L'homme faiblit, sa main glisse et il s'effondre au sol, presque doucement. Sa chute produit à peine un crissement. Il reste allongé là, barrant la route. Julie reste statufiée par la peur. Est-ce qu'il est mort ? Non, elle l'entend encore respirer. On dirait un mannequin tombé dont les membres se sont désordonnés sous un manteau abîmé. Sous sa capuche, Julie voit un visage ridé, émacié, à la peau marbrée par des taches brunâtres. Il a les yeux fermés.
-Monsieur ? chuchote timidement l'enfant, si bas qu'elle s'entend à peine elle-même.

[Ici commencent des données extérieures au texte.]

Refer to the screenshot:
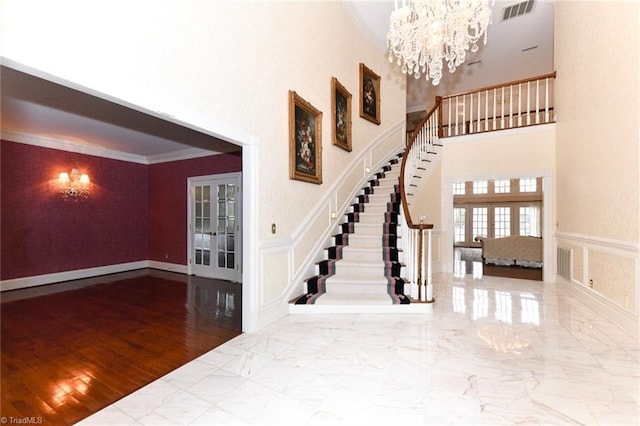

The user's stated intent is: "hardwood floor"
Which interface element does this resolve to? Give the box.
[0,269,242,424]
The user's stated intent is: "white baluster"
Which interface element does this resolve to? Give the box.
[544,78,549,123]
[425,229,433,302]
[493,88,498,130]
[465,93,475,133]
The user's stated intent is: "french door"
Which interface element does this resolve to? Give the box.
[188,173,242,282]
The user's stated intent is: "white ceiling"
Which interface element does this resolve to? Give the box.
[346,0,553,111]
[0,0,553,163]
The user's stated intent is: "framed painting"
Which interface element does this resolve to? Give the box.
[331,77,351,152]
[360,63,380,124]
[289,90,322,184]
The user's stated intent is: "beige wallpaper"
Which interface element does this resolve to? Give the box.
[555,1,640,241]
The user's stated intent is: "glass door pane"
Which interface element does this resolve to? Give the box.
[216,183,236,269]
[193,185,213,266]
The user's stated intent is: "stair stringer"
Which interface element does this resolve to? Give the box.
[405,144,442,221]
[281,122,405,303]
[295,154,409,305]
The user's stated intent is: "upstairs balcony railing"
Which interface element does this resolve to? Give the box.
[400,72,556,302]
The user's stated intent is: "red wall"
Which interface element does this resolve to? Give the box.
[0,141,242,280]
[149,152,242,265]
[0,141,148,280]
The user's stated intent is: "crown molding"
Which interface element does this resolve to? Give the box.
[0,129,220,165]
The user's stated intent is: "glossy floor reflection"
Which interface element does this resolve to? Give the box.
[0,270,242,425]
[82,274,640,426]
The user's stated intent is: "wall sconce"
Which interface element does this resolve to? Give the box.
[58,169,91,202]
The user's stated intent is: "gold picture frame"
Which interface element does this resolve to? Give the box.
[289,90,322,185]
[360,63,380,125]
[331,77,352,152]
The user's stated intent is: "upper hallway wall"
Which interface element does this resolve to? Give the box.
[555,1,640,242]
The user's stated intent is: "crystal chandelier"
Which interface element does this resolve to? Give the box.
[387,0,494,86]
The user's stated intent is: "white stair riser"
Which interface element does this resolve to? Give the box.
[325,282,387,294]
[342,247,383,262]
[336,261,384,279]
[349,222,382,236]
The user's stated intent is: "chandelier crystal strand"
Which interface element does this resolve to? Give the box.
[387,0,494,86]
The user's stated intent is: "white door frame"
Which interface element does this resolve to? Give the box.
[186,172,244,282]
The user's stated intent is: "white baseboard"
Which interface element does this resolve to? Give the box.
[0,260,187,291]
[147,260,188,275]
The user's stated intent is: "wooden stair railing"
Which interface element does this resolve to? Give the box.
[400,71,556,303]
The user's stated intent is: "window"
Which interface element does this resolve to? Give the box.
[453,182,465,195]
[453,178,543,247]
[518,205,540,237]
[473,207,489,238]
[520,178,538,192]
[493,179,511,194]
[473,180,489,194]
[493,207,511,238]
[453,207,467,243]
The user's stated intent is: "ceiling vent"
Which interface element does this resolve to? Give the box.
[502,0,535,21]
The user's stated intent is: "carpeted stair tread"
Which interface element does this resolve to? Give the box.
[295,153,410,306]
[315,293,391,305]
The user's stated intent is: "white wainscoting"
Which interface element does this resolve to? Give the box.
[555,232,640,337]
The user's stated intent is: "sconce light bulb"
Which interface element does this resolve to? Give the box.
[58,172,69,184]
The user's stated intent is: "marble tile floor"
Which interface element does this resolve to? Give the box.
[80,274,640,426]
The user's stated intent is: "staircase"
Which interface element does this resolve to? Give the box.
[290,154,430,313]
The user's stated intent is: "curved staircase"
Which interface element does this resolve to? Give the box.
[290,154,424,313]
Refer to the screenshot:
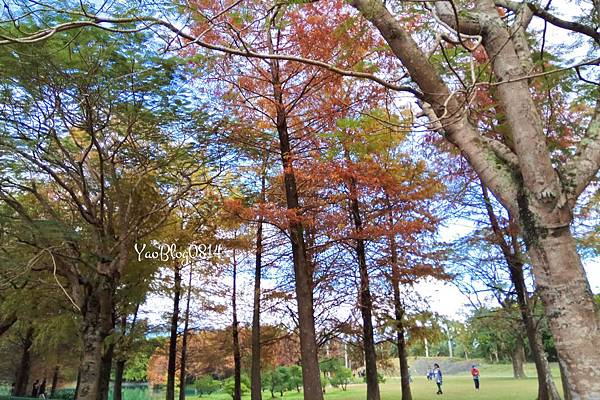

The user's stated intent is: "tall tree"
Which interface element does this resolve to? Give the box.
[0,31,213,400]
[342,0,600,398]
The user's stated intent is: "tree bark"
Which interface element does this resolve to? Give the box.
[98,343,115,400]
[50,365,60,399]
[77,275,116,400]
[558,354,573,400]
[179,264,193,400]
[231,249,242,400]
[113,360,125,400]
[511,334,526,379]
[113,303,140,400]
[350,0,600,400]
[250,169,266,400]
[269,28,323,400]
[15,325,34,397]
[478,0,600,394]
[166,266,181,400]
[345,154,381,400]
[0,314,17,336]
[511,262,560,400]
[389,215,412,400]
[481,187,560,400]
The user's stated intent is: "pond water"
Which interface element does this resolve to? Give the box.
[0,384,198,400]
[108,384,198,400]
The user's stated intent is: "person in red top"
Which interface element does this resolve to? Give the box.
[471,365,479,390]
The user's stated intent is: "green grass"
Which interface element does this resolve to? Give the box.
[188,376,561,400]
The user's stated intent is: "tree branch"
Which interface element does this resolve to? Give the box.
[560,99,600,206]
[495,0,600,43]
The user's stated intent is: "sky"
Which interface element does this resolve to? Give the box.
[143,1,600,324]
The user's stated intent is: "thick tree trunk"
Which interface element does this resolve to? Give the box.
[478,0,600,394]
[73,370,81,400]
[511,334,526,379]
[250,173,266,400]
[271,36,323,400]
[529,227,600,400]
[15,326,34,397]
[77,275,116,400]
[50,365,60,399]
[558,354,573,400]
[0,314,17,336]
[346,173,381,400]
[113,303,140,400]
[231,249,242,400]
[113,360,125,400]
[510,260,560,400]
[98,343,115,400]
[481,183,560,400]
[350,0,600,400]
[179,264,194,400]
[389,225,412,400]
[166,266,181,400]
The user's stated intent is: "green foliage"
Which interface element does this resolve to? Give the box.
[330,367,352,390]
[194,375,221,396]
[223,377,250,398]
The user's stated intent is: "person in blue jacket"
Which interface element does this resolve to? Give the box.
[433,364,444,394]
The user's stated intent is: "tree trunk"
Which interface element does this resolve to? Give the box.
[389,225,412,400]
[346,173,381,400]
[0,314,17,336]
[77,275,116,400]
[73,370,81,400]
[511,262,560,400]
[166,266,181,400]
[481,183,560,400]
[179,264,193,400]
[113,360,125,400]
[477,0,600,394]
[14,325,34,397]
[529,228,600,400]
[250,168,266,400]
[231,249,242,400]
[512,334,526,379]
[113,303,140,400]
[98,343,115,400]
[558,354,573,400]
[350,0,600,400]
[50,365,60,399]
[269,32,323,400]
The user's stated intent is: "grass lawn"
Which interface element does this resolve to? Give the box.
[189,376,561,400]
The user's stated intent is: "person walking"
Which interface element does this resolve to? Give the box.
[433,364,444,394]
[38,379,46,399]
[471,365,479,390]
[31,379,40,398]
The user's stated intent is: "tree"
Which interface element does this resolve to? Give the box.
[0,27,213,400]
[194,375,221,397]
[342,0,600,398]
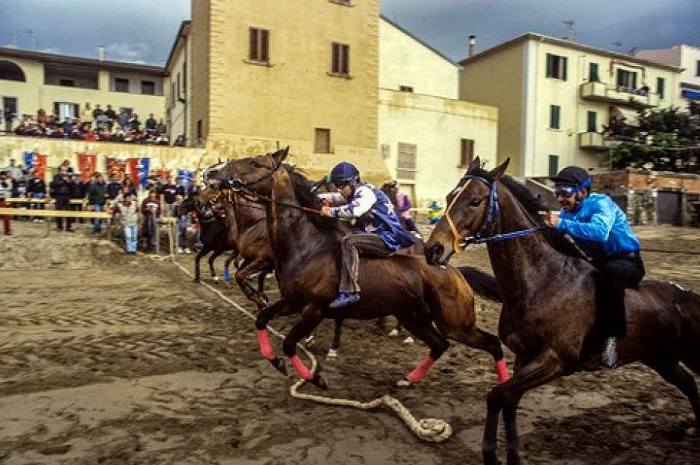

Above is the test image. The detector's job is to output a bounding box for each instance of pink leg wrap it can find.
[496,359,510,383]
[289,355,313,381]
[257,329,275,360]
[406,355,435,383]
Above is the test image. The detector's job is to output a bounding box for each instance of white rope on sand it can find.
[173,261,452,442]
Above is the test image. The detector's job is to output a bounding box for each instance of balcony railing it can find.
[581,81,659,107]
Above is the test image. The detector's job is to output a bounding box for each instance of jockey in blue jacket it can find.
[544,166,645,368]
[321,162,413,308]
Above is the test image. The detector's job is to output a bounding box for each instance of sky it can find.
[0,0,700,65]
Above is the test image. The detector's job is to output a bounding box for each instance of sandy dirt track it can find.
[0,223,700,465]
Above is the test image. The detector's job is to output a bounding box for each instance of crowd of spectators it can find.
[0,159,198,253]
[4,103,170,145]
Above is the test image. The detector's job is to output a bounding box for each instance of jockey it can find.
[321,162,413,308]
[544,166,644,368]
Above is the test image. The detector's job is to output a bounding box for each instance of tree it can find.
[603,102,700,173]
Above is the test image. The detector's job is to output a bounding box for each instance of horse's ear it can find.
[489,157,510,181]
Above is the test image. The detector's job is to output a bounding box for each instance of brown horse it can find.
[216,148,507,388]
[426,158,700,465]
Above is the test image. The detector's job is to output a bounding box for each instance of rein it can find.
[444,175,547,254]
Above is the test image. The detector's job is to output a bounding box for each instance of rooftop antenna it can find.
[562,19,576,41]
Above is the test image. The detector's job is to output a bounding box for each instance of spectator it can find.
[0,171,12,236]
[146,113,158,135]
[87,173,107,234]
[27,170,46,223]
[141,190,160,251]
[114,192,139,254]
[49,173,74,232]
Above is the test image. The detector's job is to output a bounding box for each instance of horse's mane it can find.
[467,168,587,259]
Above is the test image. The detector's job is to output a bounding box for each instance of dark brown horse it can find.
[217,148,505,388]
[426,159,700,465]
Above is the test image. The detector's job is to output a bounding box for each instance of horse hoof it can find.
[270,357,288,376]
[311,373,328,391]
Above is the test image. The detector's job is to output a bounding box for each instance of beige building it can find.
[185,0,389,182]
[460,33,680,177]
[0,48,165,126]
[379,18,498,206]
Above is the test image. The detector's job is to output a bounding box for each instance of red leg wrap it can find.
[257,329,275,360]
[496,359,510,383]
[289,355,313,381]
[406,355,435,383]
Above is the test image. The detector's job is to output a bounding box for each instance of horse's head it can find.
[213,147,289,195]
[425,157,510,265]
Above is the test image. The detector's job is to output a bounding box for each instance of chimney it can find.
[468,36,476,57]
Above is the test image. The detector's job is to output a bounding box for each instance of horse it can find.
[211,147,507,389]
[176,193,238,283]
[426,158,700,465]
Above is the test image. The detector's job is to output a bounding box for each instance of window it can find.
[141,81,156,95]
[588,63,600,82]
[314,128,331,153]
[656,78,666,100]
[549,105,561,129]
[114,78,129,92]
[547,53,566,81]
[396,142,418,180]
[248,27,270,63]
[617,69,637,90]
[459,139,474,168]
[586,111,598,132]
[549,155,559,178]
[331,42,350,76]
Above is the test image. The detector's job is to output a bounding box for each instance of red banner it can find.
[78,153,97,182]
[107,158,126,182]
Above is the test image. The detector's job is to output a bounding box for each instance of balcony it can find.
[581,81,659,107]
[578,132,612,152]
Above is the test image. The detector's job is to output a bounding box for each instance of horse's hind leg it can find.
[396,313,450,386]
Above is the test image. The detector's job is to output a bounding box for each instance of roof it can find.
[380,15,459,67]
[0,47,165,76]
[459,32,683,72]
[165,19,192,72]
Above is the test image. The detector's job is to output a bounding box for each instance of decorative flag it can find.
[78,153,97,182]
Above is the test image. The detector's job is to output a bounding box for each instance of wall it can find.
[379,19,459,99]
[459,42,524,175]
[379,89,498,206]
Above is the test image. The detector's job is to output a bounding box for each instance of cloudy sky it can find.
[0,0,700,64]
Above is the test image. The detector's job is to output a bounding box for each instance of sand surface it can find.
[0,223,700,465]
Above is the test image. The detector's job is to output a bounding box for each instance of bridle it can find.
[443,174,547,254]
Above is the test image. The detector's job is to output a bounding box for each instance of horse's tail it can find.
[457,266,503,302]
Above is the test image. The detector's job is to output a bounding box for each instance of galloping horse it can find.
[216,148,507,388]
[426,158,700,465]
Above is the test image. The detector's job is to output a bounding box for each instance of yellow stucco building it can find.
[0,47,165,125]
[460,33,680,177]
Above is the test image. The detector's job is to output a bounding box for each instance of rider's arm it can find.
[331,187,377,218]
[557,200,615,242]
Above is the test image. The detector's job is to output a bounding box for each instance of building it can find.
[379,17,498,206]
[0,47,165,125]
[635,44,700,110]
[459,33,680,177]
[180,0,389,182]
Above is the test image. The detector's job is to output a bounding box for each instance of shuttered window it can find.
[396,142,418,181]
[459,139,474,168]
[248,27,270,63]
[331,42,350,76]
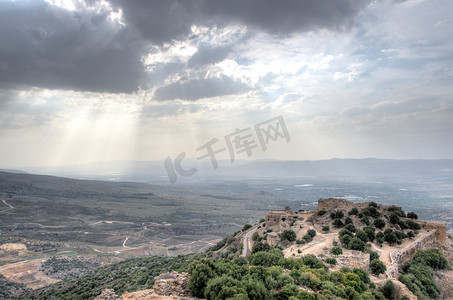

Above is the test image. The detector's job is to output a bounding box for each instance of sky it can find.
[0,0,453,168]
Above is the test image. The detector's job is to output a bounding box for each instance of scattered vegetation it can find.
[280,229,296,242]
[398,248,450,299]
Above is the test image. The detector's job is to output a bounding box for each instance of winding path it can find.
[0,199,14,212]
[242,225,258,256]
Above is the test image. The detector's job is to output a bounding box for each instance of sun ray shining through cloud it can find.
[0,0,453,167]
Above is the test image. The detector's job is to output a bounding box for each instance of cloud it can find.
[0,0,366,93]
[111,0,371,44]
[0,1,144,93]
[187,44,231,68]
[154,76,251,101]
[201,0,371,35]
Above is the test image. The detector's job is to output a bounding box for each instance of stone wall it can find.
[153,272,191,297]
[421,221,447,243]
[317,198,357,211]
[265,206,299,232]
[385,230,436,278]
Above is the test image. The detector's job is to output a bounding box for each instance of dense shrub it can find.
[345,235,365,251]
[348,207,359,216]
[355,229,368,243]
[344,223,357,232]
[330,246,343,255]
[407,211,418,219]
[387,205,406,218]
[379,280,396,299]
[406,220,420,230]
[252,242,271,253]
[326,257,337,265]
[242,224,252,231]
[362,206,381,218]
[398,248,450,299]
[280,229,296,242]
[370,259,387,276]
[318,209,327,216]
[373,219,385,229]
[332,219,344,228]
[363,226,376,242]
[360,217,371,226]
[389,213,400,224]
[370,251,379,261]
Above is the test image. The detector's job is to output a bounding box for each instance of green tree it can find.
[204,274,240,300]
[307,229,316,238]
[252,242,271,253]
[407,211,418,219]
[344,223,357,232]
[335,210,344,219]
[363,226,376,242]
[379,280,396,299]
[242,224,252,231]
[280,229,296,242]
[189,263,215,298]
[370,251,379,261]
[355,229,368,243]
[340,234,353,247]
[348,207,359,216]
[348,237,365,251]
[330,246,343,255]
[384,232,398,245]
[333,219,344,228]
[370,259,387,276]
[390,213,400,224]
[373,219,385,229]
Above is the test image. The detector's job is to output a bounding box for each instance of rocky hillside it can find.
[13,199,453,300]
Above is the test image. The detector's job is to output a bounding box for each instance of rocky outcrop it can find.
[317,198,354,211]
[421,221,447,244]
[385,231,436,278]
[153,272,191,297]
[94,289,120,300]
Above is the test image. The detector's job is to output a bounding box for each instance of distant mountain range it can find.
[19,158,453,184]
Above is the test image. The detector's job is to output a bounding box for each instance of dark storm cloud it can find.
[111,0,371,43]
[154,76,250,101]
[0,0,367,94]
[187,44,232,68]
[201,0,371,35]
[0,1,144,92]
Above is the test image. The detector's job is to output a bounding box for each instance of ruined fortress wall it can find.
[385,230,437,278]
[421,221,447,243]
[318,198,354,210]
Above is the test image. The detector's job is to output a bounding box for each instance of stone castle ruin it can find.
[265,198,447,278]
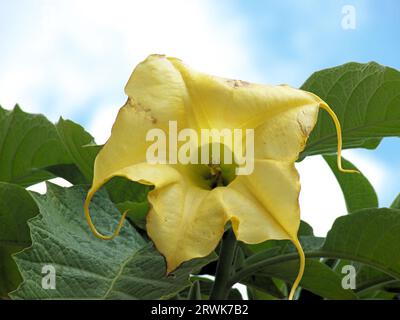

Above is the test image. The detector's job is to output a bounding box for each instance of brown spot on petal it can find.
[226,79,250,89]
[126,97,157,124]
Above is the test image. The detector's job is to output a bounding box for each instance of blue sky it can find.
[0,0,400,233]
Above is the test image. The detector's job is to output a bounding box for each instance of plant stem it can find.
[210,228,236,300]
[228,250,400,286]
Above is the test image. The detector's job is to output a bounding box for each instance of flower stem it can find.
[210,228,236,300]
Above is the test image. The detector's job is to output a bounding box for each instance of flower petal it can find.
[146,179,227,273]
[93,55,186,189]
[220,160,300,243]
[168,58,321,136]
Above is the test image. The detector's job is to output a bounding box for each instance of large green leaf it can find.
[301,62,400,158]
[11,184,214,299]
[56,118,100,182]
[324,155,379,212]
[0,182,39,297]
[231,208,400,298]
[0,106,71,186]
[242,236,357,299]
[322,208,400,291]
[105,177,151,229]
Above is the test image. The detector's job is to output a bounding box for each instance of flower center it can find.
[186,144,237,190]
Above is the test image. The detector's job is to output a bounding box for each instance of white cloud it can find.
[296,150,390,236]
[0,0,257,121]
[296,156,347,236]
[27,178,72,194]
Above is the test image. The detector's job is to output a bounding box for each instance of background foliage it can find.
[0,63,400,300]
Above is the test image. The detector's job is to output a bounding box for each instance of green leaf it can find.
[300,62,400,158]
[56,118,100,182]
[241,236,357,299]
[188,280,201,300]
[105,177,151,229]
[0,105,71,186]
[257,259,357,300]
[324,155,379,213]
[322,208,400,279]
[390,193,400,209]
[241,272,286,300]
[10,184,215,299]
[322,208,400,291]
[0,182,39,297]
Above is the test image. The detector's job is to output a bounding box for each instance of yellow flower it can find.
[85,55,354,298]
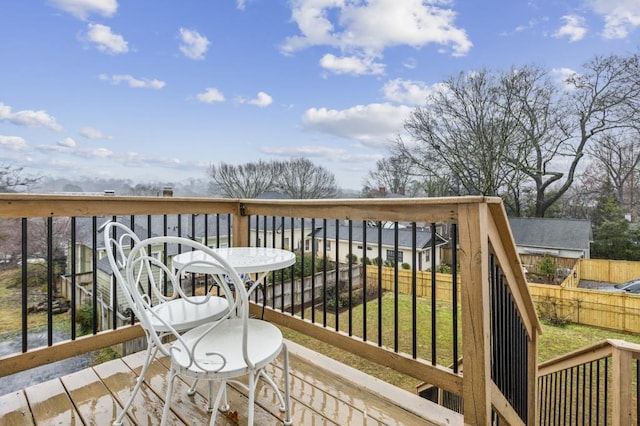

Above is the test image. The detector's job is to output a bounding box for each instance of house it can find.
[305,221,447,271]
[509,217,593,271]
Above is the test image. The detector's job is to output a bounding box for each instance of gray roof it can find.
[509,217,593,250]
[314,224,446,249]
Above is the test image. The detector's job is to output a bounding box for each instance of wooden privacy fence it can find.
[529,283,640,333]
[367,266,460,302]
[562,259,640,287]
[367,268,640,333]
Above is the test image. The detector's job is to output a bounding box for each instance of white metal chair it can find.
[101,222,229,426]
[125,237,291,425]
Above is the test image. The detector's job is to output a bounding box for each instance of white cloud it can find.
[320,53,384,75]
[553,15,587,42]
[551,68,578,90]
[235,92,273,108]
[260,145,383,163]
[0,135,27,151]
[196,87,224,104]
[402,58,418,70]
[382,78,441,105]
[80,127,109,139]
[302,103,413,148]
[86,23,129,54]
[249,92,273,108]
[281,0,472,70]
[49,0,118,20]
[58,138,78,148]
[587,0,640,39]
[180,28,210,59]
[98,74,166,89]
[0,102,63,132]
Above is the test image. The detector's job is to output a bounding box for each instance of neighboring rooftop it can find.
[509,217,593,251]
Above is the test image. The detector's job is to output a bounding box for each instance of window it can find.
[387,250,403,263]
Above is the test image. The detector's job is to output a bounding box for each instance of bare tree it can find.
[209,160,280,198]
[0,164,40,192]
[396,70,518,195]
[398,51,640,217]
[363,155,420,197]
[277,158,338,198]
[529,54,640,217]
[587,131,640,208]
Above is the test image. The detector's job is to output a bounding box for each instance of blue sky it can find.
[0,0,640,189]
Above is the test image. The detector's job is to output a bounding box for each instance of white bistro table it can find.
[172,247,296,294]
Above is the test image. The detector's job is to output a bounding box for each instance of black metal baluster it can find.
[411,222,418,359]
[362,220,368,342]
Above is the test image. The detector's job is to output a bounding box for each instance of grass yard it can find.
[283,293,640,392]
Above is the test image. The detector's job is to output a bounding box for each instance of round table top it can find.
[172,247,296,274]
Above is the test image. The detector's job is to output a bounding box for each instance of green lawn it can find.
[283,293,640,392]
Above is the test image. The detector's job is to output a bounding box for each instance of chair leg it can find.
[282,343,292,426]
[259,370,286,412]
[209,381,227,426]
[112,341,158,426]
[160,368,178,426]
[247,370,258,426]
[187,379,198,396]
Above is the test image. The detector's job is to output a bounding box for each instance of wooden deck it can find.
[0,342,463,425]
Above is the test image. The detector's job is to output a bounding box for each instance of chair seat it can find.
[151,296,229,332]
[172,319,284,378]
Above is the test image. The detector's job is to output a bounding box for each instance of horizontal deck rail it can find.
[0,194,540,424]
[538,339,640,425]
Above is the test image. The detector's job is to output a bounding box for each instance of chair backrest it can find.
[100,222,196,305]
[125,236,250,371]
[100,221,145,314]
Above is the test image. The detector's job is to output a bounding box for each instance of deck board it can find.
[25,380,82,426]
[0,391,34,425]
[60,368,131,425]
[0,344,462,426]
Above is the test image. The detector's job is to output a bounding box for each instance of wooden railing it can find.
[0,194,540,424]
[538,339,640,426]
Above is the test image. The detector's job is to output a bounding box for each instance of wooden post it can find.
[458,204,491,425]
[229,201,249,247]
[611,347,633,426]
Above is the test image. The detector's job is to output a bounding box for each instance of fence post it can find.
[458,204,491,425]
[611,346,633,426]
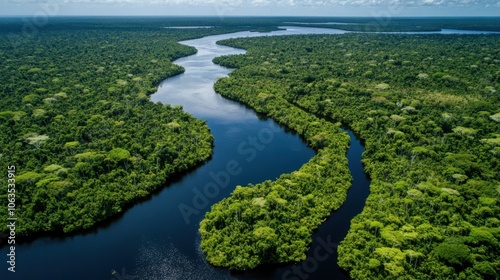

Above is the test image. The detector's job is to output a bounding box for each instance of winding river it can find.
[0,27,498,280]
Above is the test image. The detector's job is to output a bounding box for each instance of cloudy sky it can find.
[0,0,500,17]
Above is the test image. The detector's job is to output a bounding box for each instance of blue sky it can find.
[0,0,500,17]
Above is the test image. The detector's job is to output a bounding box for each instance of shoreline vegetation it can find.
[0,19,254,237]
[200,34,500,279]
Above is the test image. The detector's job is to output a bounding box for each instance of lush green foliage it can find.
[0,21,248,236]
[201,34,500,279]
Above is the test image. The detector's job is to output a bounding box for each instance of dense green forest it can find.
[0,21,252,236]
[200,34,500,279]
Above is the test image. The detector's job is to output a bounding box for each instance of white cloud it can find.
[2,0,500,7]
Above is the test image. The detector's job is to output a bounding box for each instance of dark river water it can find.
[0,27,496,280]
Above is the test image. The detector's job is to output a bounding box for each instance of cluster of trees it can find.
[201,34,500,279]
[0,22,246,236]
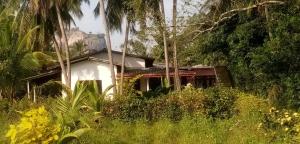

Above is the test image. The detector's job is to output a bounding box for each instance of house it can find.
[25,49,231,98]
[25,28,232,99]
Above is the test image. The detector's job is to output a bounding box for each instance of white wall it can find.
[62,53,145,94]
[94,53,145,67]
[62,61,117,94]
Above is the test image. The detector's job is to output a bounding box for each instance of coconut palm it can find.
[160,0,170,87]
[173,0,181,90]
[99,0,117,94]
[17,0,88,87]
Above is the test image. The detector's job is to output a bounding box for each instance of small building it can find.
[25,49,231,97]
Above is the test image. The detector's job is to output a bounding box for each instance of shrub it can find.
[259,107,300,143]
[6,107,60,144]
[102,87,237,121]
[203,87,237,119]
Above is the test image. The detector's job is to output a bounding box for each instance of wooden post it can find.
[27,81,30,99]
[33,86,36,103]
[0,89,3,100]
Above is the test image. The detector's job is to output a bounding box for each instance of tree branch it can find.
[190,1,284,40]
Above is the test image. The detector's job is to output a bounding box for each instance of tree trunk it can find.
[265,5,273,39]
[120,20,130,95]
[55,3,71,88]
[160,0,170,87]
[53,35,68,86]
[173,0,181,90]
[99,0,117,94]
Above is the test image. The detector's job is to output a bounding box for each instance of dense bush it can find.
[259,107,300,143]
[203,88,237,119]
[102,87,238,121]
[6,107,60,144]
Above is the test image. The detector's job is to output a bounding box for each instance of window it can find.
[75,80,102,93]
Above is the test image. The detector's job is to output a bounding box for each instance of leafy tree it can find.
[179,0,300,108]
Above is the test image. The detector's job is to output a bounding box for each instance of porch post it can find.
[27,81,30,99]
[33,86,36,103]
[146,78,150,91]
[0,89,3,100]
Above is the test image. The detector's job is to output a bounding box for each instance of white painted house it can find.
[25,29,231,98]
[61,49,153,92]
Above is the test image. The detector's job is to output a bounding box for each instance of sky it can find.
[75,0,181,50]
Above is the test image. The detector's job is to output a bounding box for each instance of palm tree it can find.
[99,0,117,94]
[173,0,181,90]
[160,0,170,87]
[21,0,89,87]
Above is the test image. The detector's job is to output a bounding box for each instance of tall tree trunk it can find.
[265,5,273,39]
[99,0,117,94]
[55,3,71,88]
[160,0,170,87]
[173,0,181,90]
[120,19,130,95]
[53,35,68,85]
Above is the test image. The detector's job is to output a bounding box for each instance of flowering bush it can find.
[258,107,300,141]
[6,106,60,144]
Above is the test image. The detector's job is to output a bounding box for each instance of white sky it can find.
[75,0,195,50]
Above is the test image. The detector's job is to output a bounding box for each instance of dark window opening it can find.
[75,80,102,93]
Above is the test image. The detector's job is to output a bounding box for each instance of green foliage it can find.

Pourtant, l'oeil de son interlocuteur s'ouvre aussitôt et se fixe sur elle.
-Excusez-moi, monsieur, ça va ? lui demande-t-elle, pas très rassurée.
Il émet quelque chose entre un soupir et un grognement.
-Non, petite, ça va pas.
-Vous êtes malade ?
Il hoche la tête.
-Personne n'a plus envie de m'aider.
-Mais moi, je peux vous aider !
Il émet un sifflement de douleur en se dressant sur un coude.
-Regarde. Tu connais ça ?
Julie reconnaît le logo de Super Inc., elle l'a vu à l'école.
-Je suis empoisonné, on peut plus rien faire.
-Vous êtes un Super-Héros ?
Il sourit des quelques dents qu'il lui reste.
-J'étais. C'est fini, tout ça. Il ne reste plus rien de Super...
Julie sourit et lui tend la main. Elle se rappelle d'une phrase qu'elle a lu dans son manuel d'histoire.
-Vous savez, on peut être un héros sans être Super.